3D printing has been instrumental in any number of humanitarian areas, from printing prosthetic limbs for kids to the Korean visual yearbook for blind students. However, one new innovative use is bringing music to those without sight in a pioneering new way.
They can now “see” sheet music.
You’d think that music would be an especially well suited creative endeavor for blind people, considering that their hearing is heightened and is one of their key senses. However, the challenge hasn’t been listening to music, but being able to recreate it on an instrument of their own.
Unless they were able to play by ear, most had no recourse but to be a passive listener, not an active participant. This new innovation is bringing blind people the opportunity to be musicians by putting sheet music into a format that they can “see” and then play on their own.
Now, to be perfectly honest, there are braille music systems in existence. These allow musicians to read music and then play it on their instrument.
The problem is that complex pieces of music don’t translate very well to braille, leaving the performance somewhat lacking, even for performers with immense talent and skill. The new 3D printed music system allows all the complexity and interconnectedness of the world’s most multifaceted music to be translated into a blind-friendly format.

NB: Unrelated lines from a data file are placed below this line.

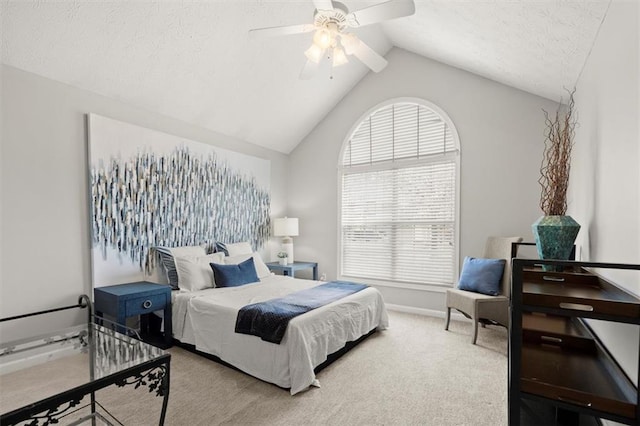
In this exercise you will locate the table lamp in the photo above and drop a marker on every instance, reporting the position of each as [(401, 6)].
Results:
[(286, 228)]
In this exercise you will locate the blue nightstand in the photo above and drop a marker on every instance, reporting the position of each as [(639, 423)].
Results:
[(140, 298), (291, 268)]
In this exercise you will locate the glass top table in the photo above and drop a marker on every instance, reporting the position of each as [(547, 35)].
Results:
[(53, 378)]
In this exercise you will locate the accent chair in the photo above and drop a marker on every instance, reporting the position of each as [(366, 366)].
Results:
[(484, 308)]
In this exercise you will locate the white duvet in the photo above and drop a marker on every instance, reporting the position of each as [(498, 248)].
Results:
[(207, 319)]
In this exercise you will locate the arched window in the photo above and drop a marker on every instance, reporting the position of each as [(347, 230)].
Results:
[(399, 196)]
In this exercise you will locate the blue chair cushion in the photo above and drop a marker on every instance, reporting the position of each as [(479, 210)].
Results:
[(482, 275), (235, 275)]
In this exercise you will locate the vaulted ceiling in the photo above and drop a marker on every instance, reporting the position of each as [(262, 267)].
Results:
[(194, 60)]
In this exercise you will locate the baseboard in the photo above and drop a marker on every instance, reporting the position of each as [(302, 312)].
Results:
[(455, 316)]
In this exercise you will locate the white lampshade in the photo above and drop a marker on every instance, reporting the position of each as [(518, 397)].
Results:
[(314, 53), (285, 227)]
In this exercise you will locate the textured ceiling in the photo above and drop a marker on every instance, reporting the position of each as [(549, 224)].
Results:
[(193, 60), (539, 46)]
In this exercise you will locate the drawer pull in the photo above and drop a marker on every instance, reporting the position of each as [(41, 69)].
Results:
[(573, 401), (552, 278), (551, 339), (577, 307)]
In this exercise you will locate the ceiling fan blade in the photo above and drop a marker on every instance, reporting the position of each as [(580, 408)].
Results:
[(279, 31), (367, 55), (309, 70), (323, 4), (381, 12)]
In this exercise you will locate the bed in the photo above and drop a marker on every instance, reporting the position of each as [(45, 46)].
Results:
[(206, 319)]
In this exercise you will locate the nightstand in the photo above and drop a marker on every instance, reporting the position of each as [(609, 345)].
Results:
[(291, 268), (140, 298)]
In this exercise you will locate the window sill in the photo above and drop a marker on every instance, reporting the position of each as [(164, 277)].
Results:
[(433, 288)]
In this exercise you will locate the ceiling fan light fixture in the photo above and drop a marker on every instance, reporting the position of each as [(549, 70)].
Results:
[(349, 42), (314, 53), (339, 58), (323, 38)]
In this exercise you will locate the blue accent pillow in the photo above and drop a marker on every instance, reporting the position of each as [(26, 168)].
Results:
[(482, 275), (234, 275)]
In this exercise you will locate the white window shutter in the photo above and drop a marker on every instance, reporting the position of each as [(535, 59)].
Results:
[(398, 198)]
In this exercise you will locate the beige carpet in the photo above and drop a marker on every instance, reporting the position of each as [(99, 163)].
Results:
[(414, 373)]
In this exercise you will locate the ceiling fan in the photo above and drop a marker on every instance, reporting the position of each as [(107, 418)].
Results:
[(331, 39)]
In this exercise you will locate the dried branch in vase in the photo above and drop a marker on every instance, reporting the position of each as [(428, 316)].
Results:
[(556, 158)]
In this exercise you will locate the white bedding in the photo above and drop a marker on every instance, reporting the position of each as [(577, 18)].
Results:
[(207, 318)]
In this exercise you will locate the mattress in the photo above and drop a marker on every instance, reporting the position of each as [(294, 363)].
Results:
[(206, 319)]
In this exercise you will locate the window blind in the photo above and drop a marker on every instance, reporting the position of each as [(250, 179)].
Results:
[(398, 217)]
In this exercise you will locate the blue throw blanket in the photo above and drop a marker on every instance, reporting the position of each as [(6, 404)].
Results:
[(268, 320)]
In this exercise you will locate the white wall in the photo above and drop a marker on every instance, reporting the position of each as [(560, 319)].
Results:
[(45, 224), (605, 175), (501, 136)]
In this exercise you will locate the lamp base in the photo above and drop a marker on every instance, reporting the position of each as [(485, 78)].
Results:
[(287, 247)]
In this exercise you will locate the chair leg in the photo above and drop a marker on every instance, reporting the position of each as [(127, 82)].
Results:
[(448, 318), (474, 335)]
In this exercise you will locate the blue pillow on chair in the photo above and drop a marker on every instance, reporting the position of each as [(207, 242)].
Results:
[(234, 275), (482, 275)]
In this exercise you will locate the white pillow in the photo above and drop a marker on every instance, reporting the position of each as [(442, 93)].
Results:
[(237, 249), (195, 273), (261, 269)]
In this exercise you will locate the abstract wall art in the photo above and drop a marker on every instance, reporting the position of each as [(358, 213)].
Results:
[(150, 189)]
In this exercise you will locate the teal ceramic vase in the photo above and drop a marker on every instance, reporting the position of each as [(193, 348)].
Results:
[(555, 236)]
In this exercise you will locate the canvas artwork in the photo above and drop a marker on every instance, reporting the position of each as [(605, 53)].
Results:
[(150, 189)]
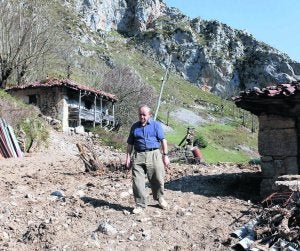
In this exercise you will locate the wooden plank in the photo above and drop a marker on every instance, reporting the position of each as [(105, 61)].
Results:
[(8, 140), (15, 142), (3, 143)]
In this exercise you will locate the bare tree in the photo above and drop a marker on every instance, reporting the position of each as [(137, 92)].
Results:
[(28, 32), (131, 92)]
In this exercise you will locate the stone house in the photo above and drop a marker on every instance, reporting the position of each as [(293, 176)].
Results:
[(69, 102), (278, 111)]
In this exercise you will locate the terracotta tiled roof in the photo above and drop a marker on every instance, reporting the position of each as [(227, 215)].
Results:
[(52, 82), (286, 89)]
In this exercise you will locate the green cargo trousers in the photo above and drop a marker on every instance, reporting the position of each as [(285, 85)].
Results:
[(150, 164)]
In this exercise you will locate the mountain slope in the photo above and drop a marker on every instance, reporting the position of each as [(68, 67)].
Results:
[(203, 52)]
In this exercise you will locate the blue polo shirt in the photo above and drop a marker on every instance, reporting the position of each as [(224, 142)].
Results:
[(146, 137)]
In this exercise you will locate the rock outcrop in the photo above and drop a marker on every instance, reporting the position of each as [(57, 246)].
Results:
[(204, 52)]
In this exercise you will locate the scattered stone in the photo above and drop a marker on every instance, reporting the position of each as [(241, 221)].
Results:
[(106, 228), (58, 194)]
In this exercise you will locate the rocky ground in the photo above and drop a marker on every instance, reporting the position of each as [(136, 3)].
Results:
[(49, 202)]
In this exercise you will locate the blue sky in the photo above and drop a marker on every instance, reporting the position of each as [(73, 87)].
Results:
[(275, 22)]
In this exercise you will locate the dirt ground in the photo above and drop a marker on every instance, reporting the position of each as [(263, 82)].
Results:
[(49, 202)]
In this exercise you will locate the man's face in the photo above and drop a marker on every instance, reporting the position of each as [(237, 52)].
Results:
[(144, 115)]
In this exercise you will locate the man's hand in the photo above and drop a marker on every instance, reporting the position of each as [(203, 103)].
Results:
[(166, 161), (128, 163)]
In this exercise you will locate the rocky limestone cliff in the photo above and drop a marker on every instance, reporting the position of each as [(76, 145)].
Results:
[(127, 16), (207, 53)]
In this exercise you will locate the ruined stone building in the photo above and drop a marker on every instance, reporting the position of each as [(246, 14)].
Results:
[(278, 111), (71, 103)]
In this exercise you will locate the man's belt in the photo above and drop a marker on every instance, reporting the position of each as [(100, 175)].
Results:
[(147, 150)]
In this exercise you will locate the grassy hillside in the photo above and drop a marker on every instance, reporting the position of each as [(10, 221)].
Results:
[(229, 138)]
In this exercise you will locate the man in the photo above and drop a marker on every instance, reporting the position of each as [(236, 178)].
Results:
[(146, 137)]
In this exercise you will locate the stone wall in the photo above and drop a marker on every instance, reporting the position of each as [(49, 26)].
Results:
[(49, 101), (278, 147)]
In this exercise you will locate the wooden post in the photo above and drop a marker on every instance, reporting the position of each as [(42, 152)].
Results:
[(113, 114), (101, 110), (95, 108)]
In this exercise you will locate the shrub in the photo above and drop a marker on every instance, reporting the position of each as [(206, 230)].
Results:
[(200, 141)]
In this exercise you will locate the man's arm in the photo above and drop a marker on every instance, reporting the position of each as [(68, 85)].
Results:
[(164, 146), (128, 156)]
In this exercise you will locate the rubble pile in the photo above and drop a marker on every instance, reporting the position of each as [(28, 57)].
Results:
[(276, 226)]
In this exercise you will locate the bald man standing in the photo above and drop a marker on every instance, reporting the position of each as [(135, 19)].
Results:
[(147, 143)]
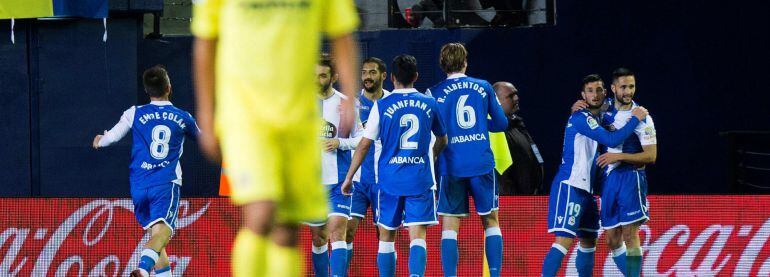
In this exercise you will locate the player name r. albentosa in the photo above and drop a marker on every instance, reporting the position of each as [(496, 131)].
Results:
[(162, 116)]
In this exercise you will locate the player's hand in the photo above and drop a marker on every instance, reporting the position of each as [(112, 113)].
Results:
[(210, 146), (640, 113), (347, 187), (347, 118), (330, 145), (579, 105), (607, 159), (95, 144)]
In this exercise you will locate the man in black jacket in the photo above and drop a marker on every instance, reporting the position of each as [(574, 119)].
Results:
[(525, 176)]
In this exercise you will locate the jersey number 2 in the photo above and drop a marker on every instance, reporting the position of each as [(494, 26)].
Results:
[(411, 121), (161, 135)]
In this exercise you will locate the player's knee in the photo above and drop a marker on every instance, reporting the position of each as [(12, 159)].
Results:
[(588, 242), (258, 217), (450, 223), (490, 220), (387, 235), (350, 231), (564, 241), (285, 235)]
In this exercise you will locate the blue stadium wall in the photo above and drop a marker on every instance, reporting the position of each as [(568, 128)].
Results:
[(699, 71)]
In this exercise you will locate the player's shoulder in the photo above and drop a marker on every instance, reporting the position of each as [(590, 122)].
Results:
[(477, 80), (583, 117)]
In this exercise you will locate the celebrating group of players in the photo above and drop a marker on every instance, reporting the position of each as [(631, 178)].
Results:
[(402, 134), (266, 126), (388, 162)]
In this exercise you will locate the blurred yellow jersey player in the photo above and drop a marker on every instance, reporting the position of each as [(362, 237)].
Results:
[(255, 88)]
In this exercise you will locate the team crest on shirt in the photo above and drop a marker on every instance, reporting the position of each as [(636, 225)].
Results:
[(328, 130)]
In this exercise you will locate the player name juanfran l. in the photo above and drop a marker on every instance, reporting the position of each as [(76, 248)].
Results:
[(389, 111), (162, 116)]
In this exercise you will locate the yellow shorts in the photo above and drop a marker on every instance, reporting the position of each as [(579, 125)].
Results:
[(279, 164)]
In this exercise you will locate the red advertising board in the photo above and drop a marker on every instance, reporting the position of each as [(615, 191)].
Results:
[(688, 236)]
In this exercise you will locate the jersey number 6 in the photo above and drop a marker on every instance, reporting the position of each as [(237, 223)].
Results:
[(466, 116), (161, 135)]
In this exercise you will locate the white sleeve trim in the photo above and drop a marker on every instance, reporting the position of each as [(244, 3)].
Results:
[(372, 130), (646, 132), (120, 129)]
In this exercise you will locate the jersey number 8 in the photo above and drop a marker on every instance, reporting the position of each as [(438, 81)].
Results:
[(161, 135)]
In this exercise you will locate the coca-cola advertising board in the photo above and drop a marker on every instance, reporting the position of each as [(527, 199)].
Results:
[(688, 236)]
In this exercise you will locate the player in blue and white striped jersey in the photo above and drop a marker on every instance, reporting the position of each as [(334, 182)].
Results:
[(404, 121), (464, 104), (572, 209), (158, 130), (335, 162), (373, 74), (624, 190)]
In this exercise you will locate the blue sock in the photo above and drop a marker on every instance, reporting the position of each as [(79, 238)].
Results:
[(449, 252), (339, 259), (350, 253), (493, 246), (418, 256), (386, 259), (149, 257), (321, 260), (619, 256), (585, 261), (634, 262), (163, 272), (552, 261)]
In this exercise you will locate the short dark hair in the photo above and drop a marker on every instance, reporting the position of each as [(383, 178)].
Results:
[(621, 72), (380, 64), (327, 61), (155, 80), (453, 57), (590, 79), (404, 69)]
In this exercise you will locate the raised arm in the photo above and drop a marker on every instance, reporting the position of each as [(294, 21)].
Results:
[(117, 132), (588, 126), (498, 121)]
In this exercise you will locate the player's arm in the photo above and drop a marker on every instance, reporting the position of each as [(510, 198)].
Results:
[(346, 143), (439, 130), (205, 27), (370, 133), (345, 52), (117, 132), (358, 158), (588, 126), (498, 121), (339, 22), (204, 59), (649, 154)]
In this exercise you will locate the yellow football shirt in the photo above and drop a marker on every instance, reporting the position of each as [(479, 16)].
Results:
[(266, 54)]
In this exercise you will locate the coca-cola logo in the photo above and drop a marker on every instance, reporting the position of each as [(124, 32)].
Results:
[(75, 246), (679, 252)]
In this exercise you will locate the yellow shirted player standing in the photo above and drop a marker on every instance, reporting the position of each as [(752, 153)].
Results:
[(254, 71)]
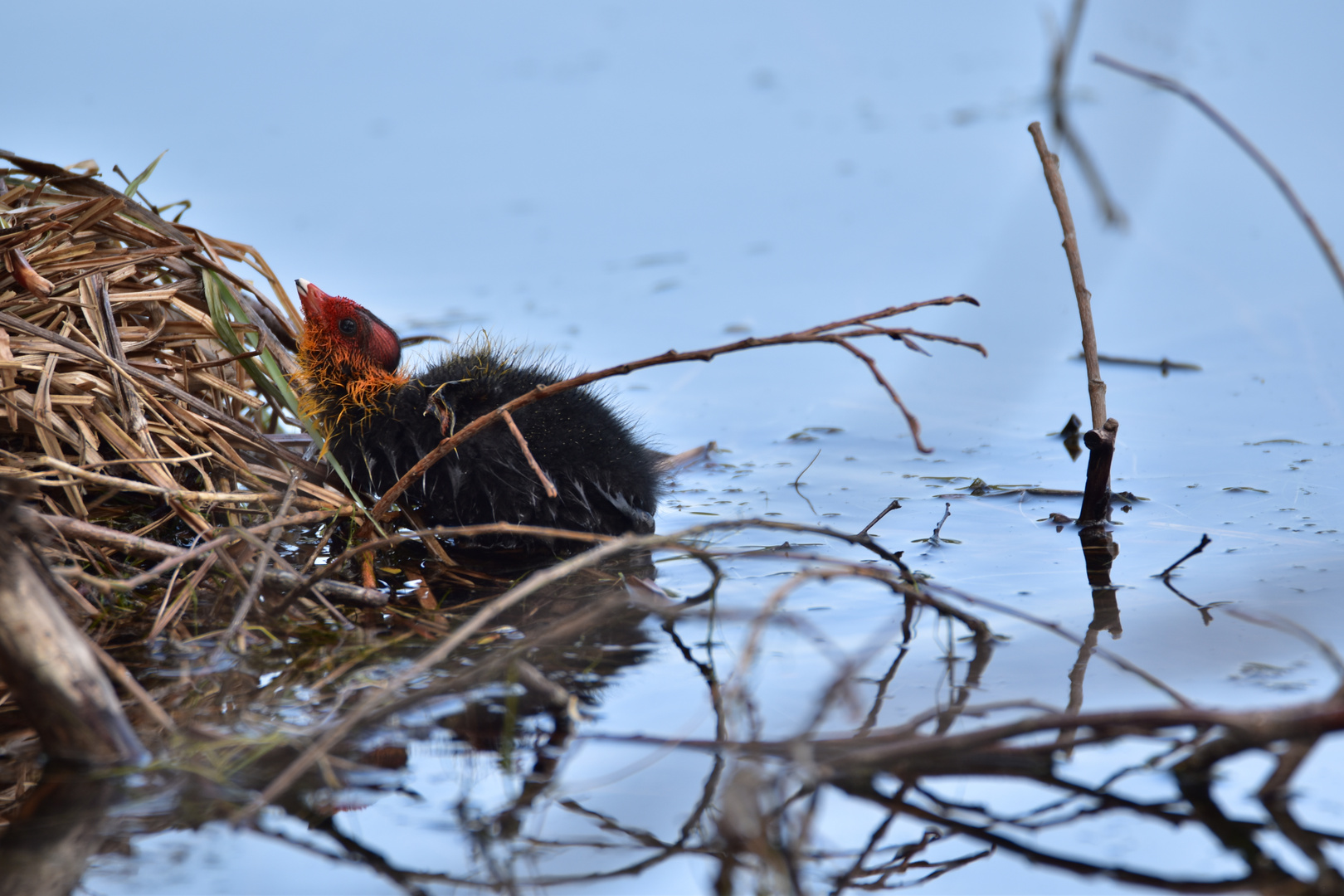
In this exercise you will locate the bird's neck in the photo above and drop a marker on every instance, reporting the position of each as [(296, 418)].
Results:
[(342, 386)]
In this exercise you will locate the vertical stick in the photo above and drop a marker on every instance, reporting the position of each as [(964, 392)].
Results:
[(1096, 386), (1101, 440)]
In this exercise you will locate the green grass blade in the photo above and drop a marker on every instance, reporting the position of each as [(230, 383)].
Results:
[(134, 186), (270, 381)]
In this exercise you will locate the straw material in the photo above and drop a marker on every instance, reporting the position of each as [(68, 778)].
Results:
[(134, 360)]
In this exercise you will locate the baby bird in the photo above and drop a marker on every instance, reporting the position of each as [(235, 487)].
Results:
[(379, 421)]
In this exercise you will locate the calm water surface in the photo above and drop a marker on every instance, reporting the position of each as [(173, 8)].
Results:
[(611, 180)]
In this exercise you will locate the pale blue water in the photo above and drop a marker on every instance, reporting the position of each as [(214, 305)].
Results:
[(616, 179)]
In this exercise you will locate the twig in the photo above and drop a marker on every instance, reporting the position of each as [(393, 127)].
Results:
[(1101, 438), (527, 453), (797, 480), (123, 676), (1239, 139), (144, 488), (823, 334), (1203, 543), (894, 505), (258, 571), (1096, 386), (937, 529), (1064, 127)]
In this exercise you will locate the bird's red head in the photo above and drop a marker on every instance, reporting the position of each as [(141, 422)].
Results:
[(344, 334)]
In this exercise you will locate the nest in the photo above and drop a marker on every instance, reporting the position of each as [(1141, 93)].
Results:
[(134, 360)]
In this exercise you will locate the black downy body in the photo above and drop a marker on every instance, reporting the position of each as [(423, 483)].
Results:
[(606, 477)]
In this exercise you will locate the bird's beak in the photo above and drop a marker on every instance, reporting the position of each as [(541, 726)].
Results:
[(311, 297)]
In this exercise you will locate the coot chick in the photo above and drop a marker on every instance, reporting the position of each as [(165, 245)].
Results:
[(381, 421)]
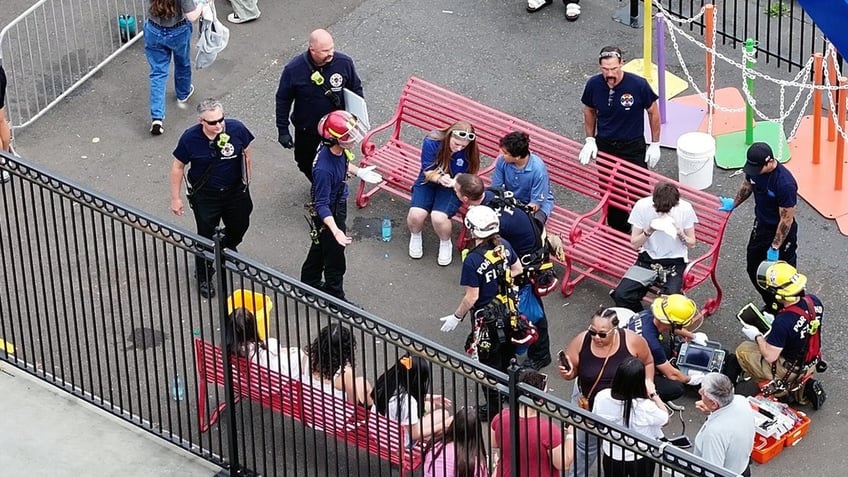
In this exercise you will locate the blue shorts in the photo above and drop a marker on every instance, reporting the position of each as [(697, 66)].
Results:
[(431, 196)]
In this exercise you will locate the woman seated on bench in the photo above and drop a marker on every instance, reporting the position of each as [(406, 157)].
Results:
[(460, 450), (444, 153), (243, 340), (328, 365), (402, 394)]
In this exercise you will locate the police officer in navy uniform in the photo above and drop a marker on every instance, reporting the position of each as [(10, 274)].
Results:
[(314, 81), (614, 106), (517, 227), (775, 232), (217, 151), (325, 264), (481, 281)]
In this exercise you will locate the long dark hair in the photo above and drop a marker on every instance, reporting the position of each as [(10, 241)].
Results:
[(241, 332), (331, 351), (163, 8), (466, 433), (410, 376), (629, 384)]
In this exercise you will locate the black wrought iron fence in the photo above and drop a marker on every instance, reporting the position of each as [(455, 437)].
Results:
[(99, 300), (785, 34)]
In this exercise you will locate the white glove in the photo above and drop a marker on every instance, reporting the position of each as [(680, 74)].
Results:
[(695, 379), (699, 338), (751, 332), (652, 155), (368, 175), (589, 151), (449, 323)]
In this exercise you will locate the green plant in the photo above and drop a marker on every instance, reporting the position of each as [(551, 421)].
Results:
[(777, 9)]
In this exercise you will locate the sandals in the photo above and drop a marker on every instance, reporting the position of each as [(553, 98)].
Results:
[(572, 11)]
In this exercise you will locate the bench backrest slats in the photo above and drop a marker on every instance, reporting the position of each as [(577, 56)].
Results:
[(309, 404)]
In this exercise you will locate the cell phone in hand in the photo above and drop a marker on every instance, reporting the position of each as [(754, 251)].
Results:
[(563, 361), (682, 442)]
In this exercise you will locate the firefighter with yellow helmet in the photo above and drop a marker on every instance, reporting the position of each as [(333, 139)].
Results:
[(669, 315), (790, 352)]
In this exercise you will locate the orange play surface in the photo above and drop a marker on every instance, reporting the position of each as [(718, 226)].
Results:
[(816, 182)]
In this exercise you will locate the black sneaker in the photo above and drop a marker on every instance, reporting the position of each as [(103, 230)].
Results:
[(156, 127), (207, 289)]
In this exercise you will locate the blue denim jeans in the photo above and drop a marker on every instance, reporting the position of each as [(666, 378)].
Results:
[(159, 45)]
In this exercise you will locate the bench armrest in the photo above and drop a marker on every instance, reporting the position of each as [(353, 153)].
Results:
[(368, 148), (576, 232), (688, 277)]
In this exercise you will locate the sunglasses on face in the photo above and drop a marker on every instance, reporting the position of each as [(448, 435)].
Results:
[(214, 122), (609, 54), (599, 334), (465, 135)]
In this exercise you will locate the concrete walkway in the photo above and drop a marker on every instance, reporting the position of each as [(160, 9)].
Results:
[(45, 431)]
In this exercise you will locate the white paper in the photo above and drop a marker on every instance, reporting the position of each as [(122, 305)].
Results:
[(357, 106)]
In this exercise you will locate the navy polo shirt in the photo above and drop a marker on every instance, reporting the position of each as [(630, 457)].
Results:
[(620, 110), (328, 174), (651, 334), (198, 151), (771, 192), (310, 100), (480, 273)]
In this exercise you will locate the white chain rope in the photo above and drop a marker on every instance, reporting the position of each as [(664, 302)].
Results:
[(712, 76), (831, 103), (784, 112), (709, 99), (746, 73), (677, 18)]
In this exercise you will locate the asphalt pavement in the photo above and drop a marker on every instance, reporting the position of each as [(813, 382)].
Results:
[(529, 65)]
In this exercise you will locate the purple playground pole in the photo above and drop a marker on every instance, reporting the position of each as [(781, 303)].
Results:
[(661, 65)]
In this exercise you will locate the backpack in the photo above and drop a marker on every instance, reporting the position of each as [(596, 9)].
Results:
[(499, 323), (811, 333), (538, 267), (811, 389)]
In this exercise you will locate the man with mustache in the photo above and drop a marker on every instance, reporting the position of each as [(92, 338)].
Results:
[(613, 105)]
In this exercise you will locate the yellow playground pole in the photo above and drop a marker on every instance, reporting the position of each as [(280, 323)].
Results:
[(647, 48), (644, 66)]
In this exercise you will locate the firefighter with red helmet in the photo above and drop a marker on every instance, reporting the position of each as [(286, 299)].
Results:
[(325, 263)]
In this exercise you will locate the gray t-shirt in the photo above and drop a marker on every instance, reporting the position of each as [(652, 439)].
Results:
[(182, 7)]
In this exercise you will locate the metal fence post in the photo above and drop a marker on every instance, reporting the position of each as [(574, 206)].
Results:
[(514, 422), (229, 394)]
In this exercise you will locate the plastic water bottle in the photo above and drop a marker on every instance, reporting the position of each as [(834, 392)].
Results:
[(178, 389), (127, 27), (386, 229)]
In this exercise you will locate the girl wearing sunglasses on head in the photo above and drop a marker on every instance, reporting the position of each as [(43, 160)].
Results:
[(444, 153), (592, 358)]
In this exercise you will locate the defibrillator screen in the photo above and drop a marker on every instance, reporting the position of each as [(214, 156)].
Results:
[(698, 358)]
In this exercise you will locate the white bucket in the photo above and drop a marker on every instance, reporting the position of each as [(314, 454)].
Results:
[(695, 158)]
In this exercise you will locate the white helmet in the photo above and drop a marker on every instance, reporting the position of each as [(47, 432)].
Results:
[(482, 221)]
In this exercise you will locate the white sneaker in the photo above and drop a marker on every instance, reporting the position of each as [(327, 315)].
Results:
[(416, 250), (445, 252)]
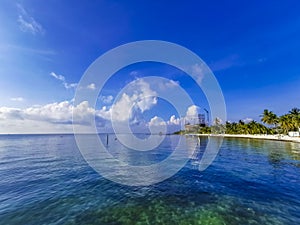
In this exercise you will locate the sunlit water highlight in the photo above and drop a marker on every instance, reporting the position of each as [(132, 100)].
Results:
[(45, 180)]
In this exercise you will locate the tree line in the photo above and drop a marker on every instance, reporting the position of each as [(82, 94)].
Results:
[(273, 124)]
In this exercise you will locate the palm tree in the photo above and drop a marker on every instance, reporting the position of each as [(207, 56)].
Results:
[(285, 123), (295, 118)]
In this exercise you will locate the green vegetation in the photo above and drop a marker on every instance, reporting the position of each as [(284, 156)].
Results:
[(273, 125)]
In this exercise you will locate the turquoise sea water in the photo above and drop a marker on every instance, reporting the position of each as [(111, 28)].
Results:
[(45, 180)]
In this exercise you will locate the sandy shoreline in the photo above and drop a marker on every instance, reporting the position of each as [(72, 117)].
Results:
[(257, 136)]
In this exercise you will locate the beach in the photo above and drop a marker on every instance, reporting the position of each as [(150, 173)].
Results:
[(256, 136)]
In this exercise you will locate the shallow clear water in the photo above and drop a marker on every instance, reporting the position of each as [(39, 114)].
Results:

In addition to making it easier for blind musicians to read music, this new system also makes it possible for blind and sighted musicians to collaborate and create music together by ensuring that they’re reading and playing the same music (something that’s often impossible with standard braille-based music).
The project was undertaken at the University of Wisconsin, and was a joint exploration by William Aquite and Yeaji Kim (a blind pianist completing her PhD in the school of music). Thankfully for the project, the school had recently invested in a high quality 3D printer in its Polymer Engineer Center – a Selective Laser Sintering 3D printer that has become “a catalyst for new ideas and opportunities” according to Professor Tim Osswald.
The invention met with so much success that Kim was able to earn her PhD and return to her native Korea, although she remains active in the project. While it’s not quite ready for the mainstream yet, the inventors are still working on and refining it, and hope to be able to share it with the rest of the world in the very near future.
While you hear a lot about how 3D printing is revolutionizing manufacturing, research and development and other fields, this is where the technology truly excels. It enables innovation, invention and provides human ingenuity with new ways to improve the lives of people around the world in virtually any situation imaginable.